You know that stress is bad for your mental health; it causes you to lose sleep, to eat more, to become anxious and depressed, but that’s it – right? Unfortunately, stress does a whole lot more damage to your wellness, and below are just five examples.

  1. Stress helps cancer to survive against anti-cancer drugs – According to a recent animal study, published in the Journal of Clinical Investigation, an anti-cancer drug administered to mice was less effective at killing cancer cells when the animals were stressed. The Wake Forest University researchers found that the cancer cells were actually kept from dying because the mice produced adrenaline.
  2. Stress shrinks your brain – Even if your wellbeing is in otherwise tip-top shape, Yale University found that stressful occasions, such as a divorce or losing your job, reduces the grey matter in regions of your brain tied to emotion and physiological functions, which shrinks it. The study findings, which were published in the journal Biological Psychiatry, are important because these changes in brain grey matter could lead to future psychiatric problems.

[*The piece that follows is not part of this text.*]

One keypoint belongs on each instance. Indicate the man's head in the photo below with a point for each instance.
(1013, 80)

  3. Stress ages your children prematurely – If your child is exposed to violence early on, the stress could lead to premature ageing of his or her cells. This is according to research in the journal Molecular Psychiatry, which found that, of the 236 children followed (who were born in England and Wales and were aged five and 10), those who were witnesses of violent acts or victims of violence, had shorter telomeres.
  4. Stress may be passed on from generation to generation – University of Cambridge researchers found that certain markings to the genes of mouse germ cells (before they become eggs or sperm) still exist in the next generation, even though wellness experts previously though that these markings, which are influenced by outside factors like stress, are erased in the next generation.

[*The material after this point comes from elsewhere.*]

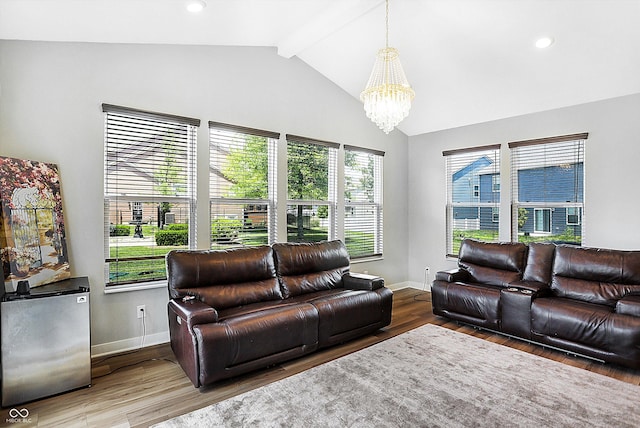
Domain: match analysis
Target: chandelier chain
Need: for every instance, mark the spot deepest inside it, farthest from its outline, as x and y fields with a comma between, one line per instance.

  5. Stress increases your chances of chronic diseases – While this may not be new information, it’s not just the stress, but how you react to it, that could have an impact on your health down the road. A new study from Pennsylvania State University researchers, published in the journal Annals of Behavioral Medicine, found that people who were more anxious about the stresses of everyday life were more likely to have chronic health conditions (such as heart problems or arthritis) 10 years later, compared with people who viewed things through a more relaxed lens.